Bakan Nebati, enflasyonun aralıktan sonra düşeceğini açıkladı. Cümleyi böyle ifade edince kulağa hoş geliyor olabilir ama anlatılan şey aslında aralığa kadar enflasyonun artmaya devam edeceği.
Böylece Nebati’nin “enflasyonun ocakta pik yapıp düşüşe geçeceğine” ilişkin öngörüsü de revize edilmiş oluyor. Ama epey büyük bir sapma oranıyla!
İktidar bu sapmanın sebebi olarak Ukrayna Savaşı’nı gerekçe göstermek kolaycılığına kaçıyor; dış gelişmeler elbette önemli ancak Türkiye ekonomisi zaten çok uzun zamandır alarm veriyordu, kurdaki olağanüstü artış AKP politikalarının çöktüğünün en belirgin göstergesiydi. Çare olarak 20 Aralık’ta açıklanan “kur korumalı mevduat”, dövize karşı kazanılan geçici bir “pirus zaferi”nden başka bir anlam taşımıyordu.
Gelinen noktada örtülmeye çalışılan gerçekler her gün daha fazla açığa çıkıyor. Günü kurtarmaya yönelik hamlelerin hükümetin imajını anlık olarak kurtardığı ancak uzun vadede kalıcı olmayacağı Nebati’nin açıklamalarıyla ortaya çıktı. Yaşanan sıkıntılar ise çok daha yakıcı. Enerji ve Tabii Kaynaklar Bakanlığının açıkladığı resmi rakamlara göre 2021’de faturasını ödeyemediği için 3,4 milyon elektrik abonesinin ve 1,1 milyon doğalgaz abonesinin aboneliği askıya alındı.
Bunun sadece hane sayısı olduğu düşünüldüğünde, milyonlarca insanın faturası ödeyemediği korkunç bir tabloyla karşılaşıyoruz. Aile ve Sosyal Hizmetler Bakanı Derya Yanık, geçtiğimiz aylarda yaptığı bir açıklamada 2,1 milyon haneye elektrik tüketim desteği verildiğini “övünerek” anlatıyordu. Belediyelerin sağladığı sosyal yardımlara başvuru sayısı çığ gibi artıyor. Her ne kadar işsizlik oranlarında bir düşüş olduğu söylense bile, sanayi kullanım kapasitesinin azaldığı düşünüldüğünde rakamların gerçeği ifade ettiğini söylemek mümkün değil.

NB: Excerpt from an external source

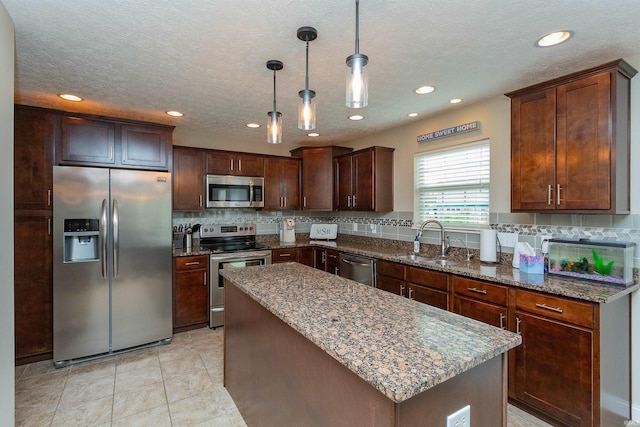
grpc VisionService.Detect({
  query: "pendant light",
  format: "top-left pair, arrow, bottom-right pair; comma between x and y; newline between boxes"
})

Hükümetin güvence olarak gördüğü, turizm gelirlerinin ise bu şartlar altında istenilen düzeyde olmayacağı ortada. İhracat artışı ve buna bağlı olarak beklenilen cari açıktaki azalma beklentisi ise “hayal” oldu. “Yeni ekonomik model” daha başlamadan çöp oldu. Bakan Nebati’yi ağzından artık kerpetenle laf alınıyor. Gözlerdeki “ışıltı” gitti, yerine önümüzdeki süreçte “her şeyin olumlu olacağına dair” temelsiz beklentiler gelmiş durumda.
Böylesi bir durumda herkesin ortak gördüğü şey ise enflasyonun kalıcı hale gelmesi. Örneğin akaryakıt fiyatları düşünüldüğünde, enflasyon sabit kalsa bile eski fiyatlara dönmek asla mümkün olmayacak. Tükettiğimiz hiçbir şeyi daha ucuza alamayacağımız, fiyatlar sabit kalırsa buna “şükredeceğimiz” bir ekonomik düzen oluştu.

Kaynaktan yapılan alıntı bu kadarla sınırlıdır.